David Capie, a research fellow and co-director of the Armed Groups Project at the Center of International Relations in Vancouver, Canada, has been researching Pacific small arms issues for many years. Capie says that, in regard to the issue of trafficking patterns for small arms in the Pacific, "There's a lot of hype about this right now, but in truth, there's very little organized trafficking. There's a lot of exaggerated claims. I'm not going to say there are no weapons being smuggled, but the real danger in places like the Solomon Islands, Vanuatu and Papua New Guinea is from weapons that are already there."

Capie says the protection and security of armories is an issue all through the region. "Most of the weapons used in crime in the region actually started their lives as legal weapons. Either a house is burgled and guns are stolen that way, or a police or military armory loses track of their inventory or the weapons are outright stolen." One of the first questions in a recent four-person killing in Fiji was whether the weapon in question originated from the Fiji Defense Forces arsenal. (Police said it did not.) But guns that went missing during the 2000 coup are still circulating in the country and being used in crimes.

"How armories are administered is a problem all through the Pacific," Capie says. "You have to build a really strong physical structure, but it is only good as the person with the keys." As in, a person who is not corrupt-not willing to sell arms for profit or to supply them free to political sympathizers.

These poorly-guarded, poorly administered armories, says Capie, "are the biggest danger to human security and political stability" in many countries. Aside from what's already happened in the Solomons, he says his biggest worries in this regard are PNG and Vanuatu. "In both these places you have a dangerous combination of weak state institutions, populations with long-standing grievances and large stocks of weapons that are poorly secured."

What happened in the Solomons is a textbook example of armories destabilizing a weak state. On June 5, 2000 the police station at Rove was raided. This armory stored virtually the entire stock of the Solomon's government small arms. Although the police forces in the country had been unarmed, these weapons had been accumulated to be used for a mobile "field force," which was to be deployed to handle border incursions from Bougainville and the western provinces. According to Capie, some of the weapons had been legally purchased from Singapore, others in the inventory were gifted by various regional defense cooperation programs.

For the most part, it is the weapons from this armory raid in 2000 that have circulated in a political and financial underground and led to the extortion and compromise of politicians and government officials-and the routine intimidation of civilians on the Weathercoast and in the streets of the Solomon's capital, Honiara. These are the same weapons which started as legal property of the government.

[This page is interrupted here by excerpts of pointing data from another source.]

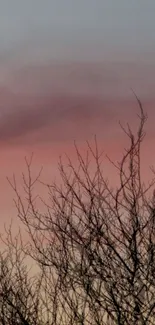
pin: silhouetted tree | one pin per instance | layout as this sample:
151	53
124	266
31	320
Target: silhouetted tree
95	244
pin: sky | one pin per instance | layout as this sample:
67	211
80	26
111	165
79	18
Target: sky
66	69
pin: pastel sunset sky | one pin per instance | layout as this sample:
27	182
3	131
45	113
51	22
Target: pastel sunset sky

In Vanuatu there have long been tensions between the Vanuatu Police Force and the Vanuatu Mobile Force, its paramilitary counterpart. Both the VPF and the VMF are armed, with the VMF having the biggest fire power. At one point in the mid-1990s, the VPF kidnapped the country's president and in 2002 the VMF and VPF almost came to blows. The VMF has machine guns and SLRs (self-loading rifles) gifted to them by Australia.

"Tonga is also a concern," Capie adds. "The Tongan Defense Services, with about 350 personnel, have hundreds of rifles and shotguns. They recently tried to buy modern M16-A2s from the U.S., but the sale was stopped by the U.S. government."

So what should be done?

In places like the Solomons, Capie says, "The key thing is to rebuild confidence in law and order. The police have been part of the problem. They now need to be part of the solution. There might be some legitimate reasons for police to have a few weapons, like for hostage situations or VIP protection, but you have to take a hard look at the number and kinds of weapons they say they need. In the past, Australia and New Zealand have seen it as important to strengthen Pacific militaries, but now improving law enforcement and taking a human security approach is much more useful."